The extensive wood surrounded the School existed long before Charles Xavier dreamt the peaceful coexistence between the varieties of humankind and established his educational institution. And it remained to grant to the mansion an air of idyllic and picturesque shelter to the children, who otherwise would see the blunt, stern reality of the place: a looming mansion where they studied their lessons. No more, no less.

The wood was old and thick, with tall pines and firs with peaks speared the sky, and centenary oaks and elms of broad trunk and gnarled branches. Thorny brambles, holly trees, shrubs and impressive ferns sprouted among the roots and the massive rocks, carpeted with thick layers of emerald moss and lichens of lively colors. Vines and mistletoe coiled around the trees, completing the picture. The place had an atmosphere of fairy tale many students loved.
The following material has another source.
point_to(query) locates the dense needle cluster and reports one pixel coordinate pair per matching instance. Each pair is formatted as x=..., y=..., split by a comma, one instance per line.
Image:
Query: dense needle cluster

Outside of the walls the wood spread his cover of greenery along several hundreds of feet, but there was a cleared patch of land of five feet of width surrounded the estate as a ring. That stripe of ground had been cleared off underbrush to impede some intruder sneaked into the mansion from the other part of the jungle. Cameras were set along the walls, hidden in the trees, always watching over the hostile outside world. Precautions had been respected and valued always, but since the invasion, paranoia was high in the school.

One of the cameras whirled slowly from to side to other, sweeping the perimeter, when a dim shadow threw a pebble from the trees. The projectile rushed across the air, bounced on a branch, and hit the side of the device with a metallic cling. The machine didn't break down, but its motion halted.

A dark, human-like figure darted out of the foliage and sprinted towards the walls, exploiting the opening in the monitor system. It sprang up, clung to the bricks, and climbed laboriously as far as the top of the fence. It crouched there for a split second, and leapt towards the nearest pine. Four slender limbs embraced tightly the broad trunk in the instant of the impact, and didn't slip their grip when the body lurched. The slam had been strong. It whimpered faintly and let its body slid down.

The intruder straightened, and as sighed and rubbed its sore muscles, it led its attention towards the camera just disabled. Its hand drifted at the back and pulled out a long staff. The figure poked carefully the shining device with the blunt edge, setting it again in motion.

It' pointless keep the breach on the security perimeter permanently The person mused, pleased.

It shut the eyes in focusing, checking its mental shields and its camouflage, and started a quick run towards the big house. Its course never altered or slowed down, and its feet sidestepped sinuously among the shrubs and leapt over fallen trunks and big boulders. Never, not one single time, it tripped with a root, slipped over a stone, or was whipped with a branch. On the contrary, the skeletal branches obstructing its way, resembling arms willing snaring it, moved away its way at their own volition when it was about of striding by. The person never stopped to see the branches lashing violently with a rustle of fallen leaves.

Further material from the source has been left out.